Так, ясно, в садик мы с Олежкой не ходим.

— А вот у меня отпуск кончился, завтра на работу, — Вера вздохнула.

— А ты вместо отдыха со мной возилась…

— Ой, да не бери в голову! Вот честно, Марин, что ты за человечек такой стеснительный! Будь уже настоящей ведьмой, в самом деле.

Я невольно рассмеялась:

— Придется.

Надеюсь, те, кто здесь меня знал, не слишком удивятся перемене характера. Я теперь не затюканная мужем рохля, а одинокая женщина с маленьким ребенком. Жить-то надо — и жить не абы как, а по-человечески. Чем не повод измениться?

* * *

Договорились, что эту ночь мы с Олежкой поспим еще у Веры, а назавтра вернемся домой. Обговорили и то, что оставшиеся две недели до школы я могу приводить мальчика к соседям на весь день, и Лена присмотрит за ним. Заодно выяснилось, что Натуська тоже пойдет в школу, в первый класс, и что Олежка ей завидует и тоже хочет, и даже уже выучил «почти-почти все буквы».

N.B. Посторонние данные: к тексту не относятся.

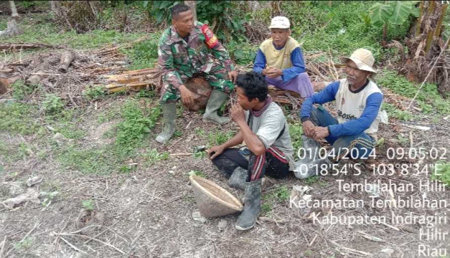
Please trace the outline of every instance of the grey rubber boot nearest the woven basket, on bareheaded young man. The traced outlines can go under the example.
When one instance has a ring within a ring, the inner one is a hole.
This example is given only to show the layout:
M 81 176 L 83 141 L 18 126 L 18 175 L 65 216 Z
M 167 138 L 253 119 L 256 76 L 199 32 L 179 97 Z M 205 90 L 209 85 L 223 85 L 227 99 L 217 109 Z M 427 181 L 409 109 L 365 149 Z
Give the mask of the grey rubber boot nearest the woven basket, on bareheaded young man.
M 249 230 L 255 226 L 261 209 L 261 179 L 246 183 L 245 203 L 237 218 L 237 230 Z

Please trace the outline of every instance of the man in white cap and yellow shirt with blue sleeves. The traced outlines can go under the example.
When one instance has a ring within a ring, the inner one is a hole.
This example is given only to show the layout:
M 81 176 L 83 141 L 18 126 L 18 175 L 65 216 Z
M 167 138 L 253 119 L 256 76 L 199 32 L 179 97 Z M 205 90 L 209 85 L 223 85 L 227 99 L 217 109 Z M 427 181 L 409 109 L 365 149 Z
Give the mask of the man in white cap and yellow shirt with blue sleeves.
M 255 57 L 253 71 L 265 75 L 266 82 L 307 98 L 314 94 L 297 40 L 291 37 L 291 23 L 284 16 L 273 17 L 271 38 L 264 40 Z

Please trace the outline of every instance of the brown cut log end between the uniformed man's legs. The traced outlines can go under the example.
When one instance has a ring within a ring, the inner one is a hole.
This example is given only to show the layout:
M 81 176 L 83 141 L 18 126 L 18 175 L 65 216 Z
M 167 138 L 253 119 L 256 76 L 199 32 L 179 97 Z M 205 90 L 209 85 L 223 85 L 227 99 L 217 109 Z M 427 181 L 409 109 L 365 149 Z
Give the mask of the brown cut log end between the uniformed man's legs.
M 194 93 L 194 102 L 191 105 L 183 104 L 183 107 L 189 111 L 197 112 L 206 108 L 208 100 L 211 96 L 211 85 L 203 77 L 192 77 L 184 84 L 189 91 Z

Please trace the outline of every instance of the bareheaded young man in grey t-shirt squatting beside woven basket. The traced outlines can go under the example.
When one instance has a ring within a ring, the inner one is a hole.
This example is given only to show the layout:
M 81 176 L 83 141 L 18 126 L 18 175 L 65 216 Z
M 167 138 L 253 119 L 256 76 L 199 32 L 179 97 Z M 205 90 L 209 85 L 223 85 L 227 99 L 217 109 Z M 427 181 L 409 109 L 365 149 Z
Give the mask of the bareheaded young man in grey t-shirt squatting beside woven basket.
M 260 73 L 240 74 L 236 80 L 237 104 L 231 118 L 239 132 L 226 143 L 213 146 L 208 153 L 217 168 L 229 178 L 230 186 L 245 190 L 244 209 L 236 229 L 255 225 L 261 207 L 261 179 L 265 174 L 280 179 L 294 168 L 293 147 L 283 111 L 267 95 L 267 83 Z M 246 142 L 250 158 L 233 146 Z

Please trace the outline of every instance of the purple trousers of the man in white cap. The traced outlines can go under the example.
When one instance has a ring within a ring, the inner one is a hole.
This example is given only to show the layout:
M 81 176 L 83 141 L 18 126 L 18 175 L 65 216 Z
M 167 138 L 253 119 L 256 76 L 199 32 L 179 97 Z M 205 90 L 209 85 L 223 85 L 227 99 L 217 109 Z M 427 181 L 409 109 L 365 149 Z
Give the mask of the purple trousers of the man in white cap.
M 268 84 L 274 85 L 276 88 L 296 92 L 303 98 L 311 97 L 314 94 L 311 81 L 309 80 L 306 72 L 302 72 L 288 81 L 283 81 L 281 76 L 273 79 L 266 76 L 266 81 Z

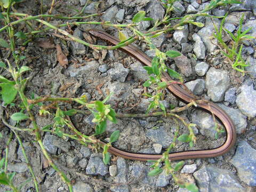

Хорошо бы его и правда в садик отдать. Только вот, если он до сих пор сидел дома, значит, не так здесь просто с садиками? Или не по средствам было, или еще что… Ох, сколько же мне нужно всего «вспомнить»! И как? Амнезия амнезией, но совсем не знать элементарных вещей все равно будет странно.

В таких мыслях я и вернулась домой. Постояла на пороге, оглядывая чисто вымытую прихожую, обгорелый косяк двери в гостиную и видневшийся в дверном проеме кусочек серого бетонного пола. Запах гари ощущался уже не так сильно, а совсем он выветрится, наверное, нескоро. Ну и ладно. Дом достаточно большой для нас двоих, без одной комнаты пока вполне можно обходиться.